Markdown files use LLM extraction (provider-configurable) to produce intentional causal edges: SPECIFIES, IMPLEMENTS, DRIVES, DOCUMENTS.

## What gets stored

**From Python files:**
- Import dependencies (IMPORTS) and class inheritance (INHERITS)
- Side-effect categories detected by pattern: `network`, `file_io`, `subprocess`, `database`, `cache`
- Mutable state attributes (`self.attr = ...`) — used to infer DRIVES edges to importers
- Test files (matching `test_*.py`, `*_test.py`, or in `tests/`) emit `ASSERTS_ON` edges for everything they import

**From TypeScript / JS files:**
- Import dependencies (IMPORTS), class inheritance (INHERITS), interface implementation (IMPLEMENTS)
- Same five side-effect categories detected by pattern
- Mutable state attributes (`this.attr = ...`) — same mutation-driven DRIVES inference
- Test files (`.test.ts`, `.spec.ts`, `__tests__/`) emit `ASSERTS_ON` edges for everything they import

**From Go files:**
- Import dependencies (IMPORTS) from single imports and import blocks
- Side-effect categories: `network`, `file_io`, `subprocess`, `database`
- Test files (`_test.go`) emit `ASSERTS_ON` edges for everything they import

**From markdown files:**
- Full content stored and indexed for search
- Claude extracts causal relationships: SPECIFIES, IMPLEMENTS, DRIVES, DOCUMENTS — with a rationale for each

**From Claude Code activity:**
- Sequential file edits within 5 minutes generate inferred DRIVES edges, reinforced on repetition
- Bash commands (git, pip, npm, pytest, etc.) stored as episodic events
- Every file read or edit bumps `access_count` and `observations` on related edges

**Structural promotions (run after every ingest and every 10 file changes):**
- High-fan-in IMPORTS → promoted to DRIVES (modules imported by 3+ files are causal roots)
- Test IMPORTS → promoted to ASSERTS_ON (high-cost)
- Mutation sources with importers → promoted to DRIVES (mutation-driven dependency)
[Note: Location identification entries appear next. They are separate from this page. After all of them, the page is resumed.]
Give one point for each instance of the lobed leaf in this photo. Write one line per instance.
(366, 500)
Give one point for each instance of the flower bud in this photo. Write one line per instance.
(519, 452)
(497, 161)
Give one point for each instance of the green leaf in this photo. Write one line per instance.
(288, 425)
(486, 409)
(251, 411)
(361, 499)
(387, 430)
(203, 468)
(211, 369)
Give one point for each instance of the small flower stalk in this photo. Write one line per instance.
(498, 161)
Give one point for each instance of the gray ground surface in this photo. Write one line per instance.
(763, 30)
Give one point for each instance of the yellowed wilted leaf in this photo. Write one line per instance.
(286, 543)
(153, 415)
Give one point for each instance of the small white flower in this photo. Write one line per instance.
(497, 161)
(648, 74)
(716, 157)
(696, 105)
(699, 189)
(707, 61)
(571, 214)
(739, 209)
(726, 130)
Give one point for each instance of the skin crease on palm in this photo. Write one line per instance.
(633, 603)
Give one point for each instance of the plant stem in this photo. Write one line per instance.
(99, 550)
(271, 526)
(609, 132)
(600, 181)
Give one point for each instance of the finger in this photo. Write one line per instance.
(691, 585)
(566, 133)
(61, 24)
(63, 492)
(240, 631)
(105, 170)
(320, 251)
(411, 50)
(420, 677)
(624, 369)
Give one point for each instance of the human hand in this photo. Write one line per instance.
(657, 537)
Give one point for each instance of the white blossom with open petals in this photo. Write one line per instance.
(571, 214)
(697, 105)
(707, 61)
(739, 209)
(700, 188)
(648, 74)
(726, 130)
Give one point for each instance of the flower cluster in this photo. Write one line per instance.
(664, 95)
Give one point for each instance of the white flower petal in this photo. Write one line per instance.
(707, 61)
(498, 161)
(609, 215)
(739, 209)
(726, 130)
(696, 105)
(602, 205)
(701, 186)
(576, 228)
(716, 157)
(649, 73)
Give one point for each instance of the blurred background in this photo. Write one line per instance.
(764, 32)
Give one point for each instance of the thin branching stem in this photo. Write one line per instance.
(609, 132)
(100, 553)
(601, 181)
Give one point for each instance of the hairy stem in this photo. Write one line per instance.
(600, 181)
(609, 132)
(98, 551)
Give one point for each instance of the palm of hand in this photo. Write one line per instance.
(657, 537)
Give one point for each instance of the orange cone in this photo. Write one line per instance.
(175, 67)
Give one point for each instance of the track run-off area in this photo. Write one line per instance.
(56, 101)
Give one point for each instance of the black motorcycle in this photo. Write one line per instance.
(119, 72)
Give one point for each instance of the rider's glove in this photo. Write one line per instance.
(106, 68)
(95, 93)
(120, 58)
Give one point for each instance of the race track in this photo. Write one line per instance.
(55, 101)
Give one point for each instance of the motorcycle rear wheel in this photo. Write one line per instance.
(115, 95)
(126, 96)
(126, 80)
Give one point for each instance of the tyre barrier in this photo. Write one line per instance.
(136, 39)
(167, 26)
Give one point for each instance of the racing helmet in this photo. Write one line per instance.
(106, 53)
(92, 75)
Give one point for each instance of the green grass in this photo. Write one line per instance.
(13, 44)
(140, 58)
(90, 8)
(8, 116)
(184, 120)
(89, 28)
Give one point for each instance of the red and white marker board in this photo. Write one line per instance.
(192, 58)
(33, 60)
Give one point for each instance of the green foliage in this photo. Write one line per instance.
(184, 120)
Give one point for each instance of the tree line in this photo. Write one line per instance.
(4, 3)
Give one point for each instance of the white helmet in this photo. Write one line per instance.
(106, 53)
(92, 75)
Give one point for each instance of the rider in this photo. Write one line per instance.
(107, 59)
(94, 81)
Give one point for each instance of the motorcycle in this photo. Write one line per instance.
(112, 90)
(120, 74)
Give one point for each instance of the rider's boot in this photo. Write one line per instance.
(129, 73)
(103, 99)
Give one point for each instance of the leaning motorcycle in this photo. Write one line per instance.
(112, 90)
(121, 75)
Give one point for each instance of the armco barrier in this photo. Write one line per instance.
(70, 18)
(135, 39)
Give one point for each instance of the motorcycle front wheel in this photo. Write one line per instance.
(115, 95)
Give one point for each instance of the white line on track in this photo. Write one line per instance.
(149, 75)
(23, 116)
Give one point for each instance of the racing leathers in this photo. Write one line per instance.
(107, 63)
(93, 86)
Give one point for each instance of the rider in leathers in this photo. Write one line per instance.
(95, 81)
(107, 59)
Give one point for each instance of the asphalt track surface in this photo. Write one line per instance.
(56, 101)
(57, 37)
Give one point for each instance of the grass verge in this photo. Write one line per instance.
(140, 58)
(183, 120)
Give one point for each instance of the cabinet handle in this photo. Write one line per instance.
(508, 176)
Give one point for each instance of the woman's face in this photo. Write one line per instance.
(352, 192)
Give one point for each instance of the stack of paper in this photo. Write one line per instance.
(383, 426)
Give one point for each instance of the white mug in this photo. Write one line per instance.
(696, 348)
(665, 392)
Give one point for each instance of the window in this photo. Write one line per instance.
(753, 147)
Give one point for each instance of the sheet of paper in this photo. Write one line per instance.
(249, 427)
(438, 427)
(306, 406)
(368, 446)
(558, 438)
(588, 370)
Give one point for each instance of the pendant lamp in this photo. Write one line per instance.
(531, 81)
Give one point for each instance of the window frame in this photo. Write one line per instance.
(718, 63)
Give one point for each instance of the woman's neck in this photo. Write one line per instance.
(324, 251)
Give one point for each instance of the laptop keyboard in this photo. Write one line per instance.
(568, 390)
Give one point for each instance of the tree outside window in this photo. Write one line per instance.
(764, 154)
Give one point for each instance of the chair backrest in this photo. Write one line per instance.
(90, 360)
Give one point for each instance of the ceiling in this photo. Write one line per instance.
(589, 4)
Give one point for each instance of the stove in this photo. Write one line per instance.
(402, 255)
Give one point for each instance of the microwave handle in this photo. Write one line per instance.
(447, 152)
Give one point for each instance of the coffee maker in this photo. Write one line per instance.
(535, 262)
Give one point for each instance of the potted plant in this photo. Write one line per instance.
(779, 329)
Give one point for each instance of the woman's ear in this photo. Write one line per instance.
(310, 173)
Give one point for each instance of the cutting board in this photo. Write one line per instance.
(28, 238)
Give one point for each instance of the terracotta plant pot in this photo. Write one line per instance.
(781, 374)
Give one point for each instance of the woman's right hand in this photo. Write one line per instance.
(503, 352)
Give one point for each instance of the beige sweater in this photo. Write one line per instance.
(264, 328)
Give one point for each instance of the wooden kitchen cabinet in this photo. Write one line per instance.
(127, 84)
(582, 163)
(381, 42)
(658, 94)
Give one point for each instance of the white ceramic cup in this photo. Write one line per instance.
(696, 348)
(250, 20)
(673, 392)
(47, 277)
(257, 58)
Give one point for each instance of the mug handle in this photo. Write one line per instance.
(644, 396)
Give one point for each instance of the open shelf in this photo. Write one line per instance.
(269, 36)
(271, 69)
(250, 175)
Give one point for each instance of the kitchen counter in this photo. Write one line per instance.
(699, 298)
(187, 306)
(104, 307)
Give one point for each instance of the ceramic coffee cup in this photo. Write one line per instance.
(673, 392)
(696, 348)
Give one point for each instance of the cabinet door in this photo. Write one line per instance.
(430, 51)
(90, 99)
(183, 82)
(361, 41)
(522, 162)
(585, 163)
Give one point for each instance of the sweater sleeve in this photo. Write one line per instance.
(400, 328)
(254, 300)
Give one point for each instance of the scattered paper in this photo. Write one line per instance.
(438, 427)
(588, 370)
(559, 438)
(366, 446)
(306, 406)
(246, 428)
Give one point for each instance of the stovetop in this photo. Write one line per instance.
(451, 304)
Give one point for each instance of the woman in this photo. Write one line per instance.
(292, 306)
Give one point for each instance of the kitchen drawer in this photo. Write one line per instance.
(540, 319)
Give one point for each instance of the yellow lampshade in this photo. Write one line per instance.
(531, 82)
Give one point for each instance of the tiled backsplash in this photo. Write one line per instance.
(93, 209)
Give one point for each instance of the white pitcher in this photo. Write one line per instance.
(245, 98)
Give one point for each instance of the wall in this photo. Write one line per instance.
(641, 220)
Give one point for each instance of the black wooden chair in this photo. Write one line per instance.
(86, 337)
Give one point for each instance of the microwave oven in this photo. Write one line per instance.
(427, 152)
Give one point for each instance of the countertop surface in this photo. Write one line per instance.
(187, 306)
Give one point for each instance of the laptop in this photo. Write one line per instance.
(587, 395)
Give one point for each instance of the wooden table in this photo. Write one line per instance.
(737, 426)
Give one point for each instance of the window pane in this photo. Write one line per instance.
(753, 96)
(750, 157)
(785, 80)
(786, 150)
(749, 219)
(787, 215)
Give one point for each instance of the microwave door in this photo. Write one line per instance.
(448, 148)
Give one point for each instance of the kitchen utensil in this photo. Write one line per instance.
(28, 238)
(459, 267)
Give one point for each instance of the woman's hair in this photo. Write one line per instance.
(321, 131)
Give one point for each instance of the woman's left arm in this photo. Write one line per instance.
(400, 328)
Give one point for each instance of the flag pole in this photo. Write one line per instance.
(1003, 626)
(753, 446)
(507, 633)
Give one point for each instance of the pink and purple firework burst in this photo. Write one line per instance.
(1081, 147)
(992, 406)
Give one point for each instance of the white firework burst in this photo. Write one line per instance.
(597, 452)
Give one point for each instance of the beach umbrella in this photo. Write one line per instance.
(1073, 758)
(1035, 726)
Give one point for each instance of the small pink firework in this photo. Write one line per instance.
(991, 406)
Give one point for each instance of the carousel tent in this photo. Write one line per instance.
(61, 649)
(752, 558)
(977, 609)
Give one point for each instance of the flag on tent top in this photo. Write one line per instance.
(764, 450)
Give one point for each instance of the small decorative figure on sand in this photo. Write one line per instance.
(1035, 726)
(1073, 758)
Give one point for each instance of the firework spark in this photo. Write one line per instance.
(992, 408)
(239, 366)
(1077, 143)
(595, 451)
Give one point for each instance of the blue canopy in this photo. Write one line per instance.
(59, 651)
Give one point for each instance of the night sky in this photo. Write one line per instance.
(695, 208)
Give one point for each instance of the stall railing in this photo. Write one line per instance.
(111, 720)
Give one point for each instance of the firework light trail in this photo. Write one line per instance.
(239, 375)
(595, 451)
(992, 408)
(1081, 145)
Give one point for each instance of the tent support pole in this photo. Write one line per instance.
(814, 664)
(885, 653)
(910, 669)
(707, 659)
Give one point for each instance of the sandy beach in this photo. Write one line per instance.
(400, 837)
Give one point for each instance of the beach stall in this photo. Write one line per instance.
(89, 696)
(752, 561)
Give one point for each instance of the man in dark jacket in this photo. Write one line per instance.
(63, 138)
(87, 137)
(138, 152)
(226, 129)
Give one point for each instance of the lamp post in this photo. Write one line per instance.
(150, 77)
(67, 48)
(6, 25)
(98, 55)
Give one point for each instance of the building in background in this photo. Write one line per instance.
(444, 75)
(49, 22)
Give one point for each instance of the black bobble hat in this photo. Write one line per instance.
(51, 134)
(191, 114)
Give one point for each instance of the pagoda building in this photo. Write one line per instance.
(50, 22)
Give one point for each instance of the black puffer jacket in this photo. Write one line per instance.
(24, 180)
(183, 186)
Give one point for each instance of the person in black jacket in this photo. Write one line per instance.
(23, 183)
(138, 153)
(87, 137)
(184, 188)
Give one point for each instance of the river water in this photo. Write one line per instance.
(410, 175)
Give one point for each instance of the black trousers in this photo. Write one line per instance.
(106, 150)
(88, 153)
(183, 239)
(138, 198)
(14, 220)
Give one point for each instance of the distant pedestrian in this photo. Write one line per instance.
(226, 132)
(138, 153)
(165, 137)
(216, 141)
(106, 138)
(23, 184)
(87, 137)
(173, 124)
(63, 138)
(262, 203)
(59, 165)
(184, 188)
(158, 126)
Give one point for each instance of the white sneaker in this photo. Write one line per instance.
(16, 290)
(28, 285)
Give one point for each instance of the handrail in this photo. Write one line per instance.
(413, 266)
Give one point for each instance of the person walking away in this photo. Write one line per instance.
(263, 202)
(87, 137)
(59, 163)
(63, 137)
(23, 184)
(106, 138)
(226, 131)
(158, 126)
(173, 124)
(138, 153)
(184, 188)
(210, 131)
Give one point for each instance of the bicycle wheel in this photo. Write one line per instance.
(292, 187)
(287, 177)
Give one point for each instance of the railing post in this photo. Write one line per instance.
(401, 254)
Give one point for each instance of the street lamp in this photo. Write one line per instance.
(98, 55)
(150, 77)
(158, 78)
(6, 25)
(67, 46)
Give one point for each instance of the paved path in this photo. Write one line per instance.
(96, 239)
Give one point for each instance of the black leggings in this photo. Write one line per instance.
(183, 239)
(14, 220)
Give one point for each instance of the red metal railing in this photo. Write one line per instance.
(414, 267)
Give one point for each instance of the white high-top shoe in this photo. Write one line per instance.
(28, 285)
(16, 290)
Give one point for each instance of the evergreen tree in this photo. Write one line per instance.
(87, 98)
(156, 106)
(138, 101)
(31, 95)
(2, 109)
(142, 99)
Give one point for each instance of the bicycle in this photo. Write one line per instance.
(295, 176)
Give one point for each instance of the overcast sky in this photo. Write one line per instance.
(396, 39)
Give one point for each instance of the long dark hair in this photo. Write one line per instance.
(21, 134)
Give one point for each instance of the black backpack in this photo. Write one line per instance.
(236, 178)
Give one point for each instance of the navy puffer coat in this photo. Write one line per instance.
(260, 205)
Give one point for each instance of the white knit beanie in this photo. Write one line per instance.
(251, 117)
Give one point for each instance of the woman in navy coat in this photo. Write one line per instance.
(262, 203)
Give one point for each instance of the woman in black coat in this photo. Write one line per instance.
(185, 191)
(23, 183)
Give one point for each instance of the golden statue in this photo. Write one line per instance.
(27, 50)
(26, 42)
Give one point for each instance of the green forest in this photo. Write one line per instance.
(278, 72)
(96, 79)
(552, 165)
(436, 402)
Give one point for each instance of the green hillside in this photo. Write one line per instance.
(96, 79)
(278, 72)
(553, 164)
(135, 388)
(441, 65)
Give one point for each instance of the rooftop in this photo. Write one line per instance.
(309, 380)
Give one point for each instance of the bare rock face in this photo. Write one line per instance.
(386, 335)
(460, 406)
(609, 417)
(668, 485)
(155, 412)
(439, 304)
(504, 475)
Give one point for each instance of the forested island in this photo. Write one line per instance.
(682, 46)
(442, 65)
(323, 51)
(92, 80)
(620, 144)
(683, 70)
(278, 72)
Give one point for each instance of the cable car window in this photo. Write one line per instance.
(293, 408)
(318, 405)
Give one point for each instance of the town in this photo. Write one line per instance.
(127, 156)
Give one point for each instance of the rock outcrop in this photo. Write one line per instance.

**Graph integrity (Phase 3):**
- Every edge carries `extracted_from` — the file that produced it via static analysis
- When a file is reprocessed, edges no longer present in it are pruned (deleted import → edge removed)
- When a file is deleted from disk, its entity and all edges touching it are removed instantly
- Cycle detection runs after every ingest and promotion batch — causal edges must form a DAG; violations are logged as warnings

## Storage

All data is stored locally in SurrealDB — nothing leaves your machine. Each project has an isolated namespace.

## Project structure

```
.memory/
config.json # project namespace
.claude/
settings.json # hooks + MCP server (managed by memoire)
CLAUDE.md # instructions for Claude (managed by memoire)
```

## Testing

The extraction and scoring logic is covered by a unit test suite:

```bash
pip install -e ".[dev]"
pytest tests/
```

135 tests covering: test-path detection across all 7 languages, side-effect detection, state mutation extraction, static extractors for Python/TypeScript/JS/Go/Rust/Java/Ruby/C/C++, BFS causal reachability, causal scoring, cycle detection, and LLM response parsing.